Pharmacophores provide a very useful tool to represent the nature of molecules involved in ligand-target receptor interactions as well as the location of functional groups, and all types of non-covalent interactions can be represented as geometric entities. In addition to the abstract characterization of known structures, pharmacophore modeling can help to design new molecules and predict their activity. This section covers the construction and validation of four types of pharmacophore models, such as: molecular common feature-based, receptor-based, receptor-ligand complex-based, and pharmacophore models with activity prediction capabilities.
In drug design, structure-based drug design methods (mainly molecular docking) will be helpless when the structure of the receptor is unknown. In contrast, the QSAR method is a small molecule ligand-based drug design method that aims to study and reveal the quantitative variation pattern between the activity of a compound and its molecular structure or physicochemical characteristics using mathematical and statistical methods. If bioactivity data can be collected for a series of structural analogues, the QSAR (quantitative conformational relationship) approach can be used to predict the relevant activity of unknown compounds. This part of the tutorial focuses on the construction of three-dimensional quantitative conformational relationship (3D-QSAR) models.

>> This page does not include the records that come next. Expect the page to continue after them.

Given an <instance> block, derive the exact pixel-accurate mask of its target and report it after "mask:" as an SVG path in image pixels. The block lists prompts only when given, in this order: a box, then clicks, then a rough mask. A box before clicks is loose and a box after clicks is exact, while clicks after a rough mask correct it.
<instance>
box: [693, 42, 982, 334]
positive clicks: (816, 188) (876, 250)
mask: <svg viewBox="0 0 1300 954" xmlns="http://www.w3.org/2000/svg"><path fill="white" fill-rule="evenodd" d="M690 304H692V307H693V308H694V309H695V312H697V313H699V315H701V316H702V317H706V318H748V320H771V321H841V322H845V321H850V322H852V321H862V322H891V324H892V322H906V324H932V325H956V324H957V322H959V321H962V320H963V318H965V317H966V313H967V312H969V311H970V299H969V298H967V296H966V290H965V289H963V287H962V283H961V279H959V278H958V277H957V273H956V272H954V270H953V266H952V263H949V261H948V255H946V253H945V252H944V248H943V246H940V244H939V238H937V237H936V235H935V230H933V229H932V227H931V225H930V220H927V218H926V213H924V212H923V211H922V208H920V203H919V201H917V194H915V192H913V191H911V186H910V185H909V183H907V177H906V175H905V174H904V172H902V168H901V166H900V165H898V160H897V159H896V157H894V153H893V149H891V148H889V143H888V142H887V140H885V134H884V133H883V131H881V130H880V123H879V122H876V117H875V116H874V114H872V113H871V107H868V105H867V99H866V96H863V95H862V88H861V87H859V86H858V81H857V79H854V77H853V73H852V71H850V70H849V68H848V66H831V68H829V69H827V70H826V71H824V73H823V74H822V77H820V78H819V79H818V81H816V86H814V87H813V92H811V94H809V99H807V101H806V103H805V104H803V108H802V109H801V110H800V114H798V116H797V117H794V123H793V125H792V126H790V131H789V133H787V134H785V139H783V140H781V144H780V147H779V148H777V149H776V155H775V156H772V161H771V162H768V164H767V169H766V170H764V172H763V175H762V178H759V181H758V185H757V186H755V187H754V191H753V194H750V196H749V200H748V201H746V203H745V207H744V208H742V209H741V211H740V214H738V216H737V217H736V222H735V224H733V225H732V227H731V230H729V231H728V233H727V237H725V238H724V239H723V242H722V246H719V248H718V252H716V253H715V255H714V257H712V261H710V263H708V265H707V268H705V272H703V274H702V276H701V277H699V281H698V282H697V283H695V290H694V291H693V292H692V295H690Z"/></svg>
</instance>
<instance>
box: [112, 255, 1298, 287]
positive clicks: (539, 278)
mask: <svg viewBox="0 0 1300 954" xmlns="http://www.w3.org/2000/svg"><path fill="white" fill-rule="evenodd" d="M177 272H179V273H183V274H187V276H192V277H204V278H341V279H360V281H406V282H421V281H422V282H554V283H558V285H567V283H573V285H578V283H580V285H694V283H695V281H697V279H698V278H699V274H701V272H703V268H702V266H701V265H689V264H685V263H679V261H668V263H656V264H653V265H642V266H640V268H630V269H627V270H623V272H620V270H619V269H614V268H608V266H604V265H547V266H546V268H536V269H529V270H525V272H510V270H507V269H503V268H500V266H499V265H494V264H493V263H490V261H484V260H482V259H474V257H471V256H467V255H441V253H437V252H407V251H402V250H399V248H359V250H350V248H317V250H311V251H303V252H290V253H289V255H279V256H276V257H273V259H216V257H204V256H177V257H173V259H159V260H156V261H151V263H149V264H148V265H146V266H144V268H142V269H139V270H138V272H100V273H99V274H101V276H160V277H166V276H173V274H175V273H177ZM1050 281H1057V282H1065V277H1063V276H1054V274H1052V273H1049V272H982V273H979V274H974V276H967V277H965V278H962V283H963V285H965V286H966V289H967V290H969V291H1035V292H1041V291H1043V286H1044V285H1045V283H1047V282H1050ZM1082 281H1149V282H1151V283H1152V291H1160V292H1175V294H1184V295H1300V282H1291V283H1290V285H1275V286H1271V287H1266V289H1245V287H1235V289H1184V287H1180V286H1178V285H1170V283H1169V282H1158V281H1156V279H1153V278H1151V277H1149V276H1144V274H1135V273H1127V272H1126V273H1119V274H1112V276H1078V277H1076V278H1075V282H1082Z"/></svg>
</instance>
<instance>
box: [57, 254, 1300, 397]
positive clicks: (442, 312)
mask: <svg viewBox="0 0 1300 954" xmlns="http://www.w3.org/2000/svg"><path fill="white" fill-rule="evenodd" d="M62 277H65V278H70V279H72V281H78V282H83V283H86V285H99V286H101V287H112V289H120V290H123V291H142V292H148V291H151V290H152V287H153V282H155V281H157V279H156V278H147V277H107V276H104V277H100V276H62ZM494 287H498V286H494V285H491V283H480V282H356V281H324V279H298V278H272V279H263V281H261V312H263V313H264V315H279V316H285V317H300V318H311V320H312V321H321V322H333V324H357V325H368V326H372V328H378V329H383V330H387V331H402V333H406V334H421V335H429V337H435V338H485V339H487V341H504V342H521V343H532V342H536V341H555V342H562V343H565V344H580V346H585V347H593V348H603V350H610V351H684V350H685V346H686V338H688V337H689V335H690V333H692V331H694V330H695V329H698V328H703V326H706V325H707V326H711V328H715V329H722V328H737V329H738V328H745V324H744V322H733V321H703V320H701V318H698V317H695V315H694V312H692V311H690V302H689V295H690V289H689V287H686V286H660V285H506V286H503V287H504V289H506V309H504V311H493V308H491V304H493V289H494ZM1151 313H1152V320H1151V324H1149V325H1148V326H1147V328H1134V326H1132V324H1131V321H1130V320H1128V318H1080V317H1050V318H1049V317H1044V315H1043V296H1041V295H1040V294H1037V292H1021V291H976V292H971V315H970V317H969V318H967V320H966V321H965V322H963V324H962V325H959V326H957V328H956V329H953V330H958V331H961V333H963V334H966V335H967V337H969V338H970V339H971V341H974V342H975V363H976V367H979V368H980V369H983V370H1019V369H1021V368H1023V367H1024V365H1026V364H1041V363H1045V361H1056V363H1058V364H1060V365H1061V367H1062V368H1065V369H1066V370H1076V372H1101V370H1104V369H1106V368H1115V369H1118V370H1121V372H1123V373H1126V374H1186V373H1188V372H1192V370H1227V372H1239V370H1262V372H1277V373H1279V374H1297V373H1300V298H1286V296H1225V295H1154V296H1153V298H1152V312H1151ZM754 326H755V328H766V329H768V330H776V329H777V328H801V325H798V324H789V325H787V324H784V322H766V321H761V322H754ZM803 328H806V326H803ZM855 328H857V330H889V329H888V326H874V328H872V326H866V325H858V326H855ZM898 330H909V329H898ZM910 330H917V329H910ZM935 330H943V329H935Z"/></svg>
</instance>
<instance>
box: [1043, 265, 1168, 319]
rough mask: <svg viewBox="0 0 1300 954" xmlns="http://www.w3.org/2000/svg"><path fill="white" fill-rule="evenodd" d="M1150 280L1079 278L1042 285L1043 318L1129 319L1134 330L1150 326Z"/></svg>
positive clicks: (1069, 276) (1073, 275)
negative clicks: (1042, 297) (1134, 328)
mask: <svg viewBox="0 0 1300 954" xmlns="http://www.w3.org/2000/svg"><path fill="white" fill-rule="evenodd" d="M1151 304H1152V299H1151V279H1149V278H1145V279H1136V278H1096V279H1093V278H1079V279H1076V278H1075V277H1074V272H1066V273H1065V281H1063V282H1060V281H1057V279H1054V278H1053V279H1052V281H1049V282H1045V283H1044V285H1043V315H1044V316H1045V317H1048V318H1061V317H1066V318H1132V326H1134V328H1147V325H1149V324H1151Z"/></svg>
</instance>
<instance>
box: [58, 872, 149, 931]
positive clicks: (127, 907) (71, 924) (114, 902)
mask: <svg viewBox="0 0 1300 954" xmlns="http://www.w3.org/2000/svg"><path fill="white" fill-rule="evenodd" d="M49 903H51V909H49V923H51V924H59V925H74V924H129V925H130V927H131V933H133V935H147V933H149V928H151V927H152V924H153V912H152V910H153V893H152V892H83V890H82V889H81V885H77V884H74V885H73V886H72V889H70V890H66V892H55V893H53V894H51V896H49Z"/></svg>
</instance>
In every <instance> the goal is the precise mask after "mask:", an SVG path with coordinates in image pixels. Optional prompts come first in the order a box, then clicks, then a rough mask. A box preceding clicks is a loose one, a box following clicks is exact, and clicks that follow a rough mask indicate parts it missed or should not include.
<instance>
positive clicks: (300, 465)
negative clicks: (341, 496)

ADMET properties refer to the absorption, distribution, metabolism, excretion and toxicity of a molecule in an organism. ADMET descriptors can help to eliminate compounds with poor ADMET properties early to avoid costly structural modifications, and to evaluate the effect of structural optimization on improving ADMET properties to avoid excessive resources spent on synthesis. This part of the tutorial covers the prediction of ADMET properties of small molecule compounds as well as the prediction of toxicological properties.
The theoretical basis of homology modeling is that the conserved tertiary structure of proteins far exceeds the conserved primary sequence. Therefore, one can construct the spatial structure of an unknown structure protein (target) by using one or more proteins of known structure (template protein, template). This part of the tutorial covers methods for homology modeling as well as model evaluation.
Amino acid fixed-point mutations of proteins can be used in the design of enzymes and antibodies, but are inefficient due to the blindness in performing amino acid selection. Virtual amino acid mutagenesis can be used to determine the optimal combination of amino acid mutations by alanine scanning and saturation mutagenesis, thus providing guidance for amino acid targeted mutagenesis in experiments. This part of the tutorial focuses on the interaction force-based virtual amino acid mutagenesis of a protein-ligand complex.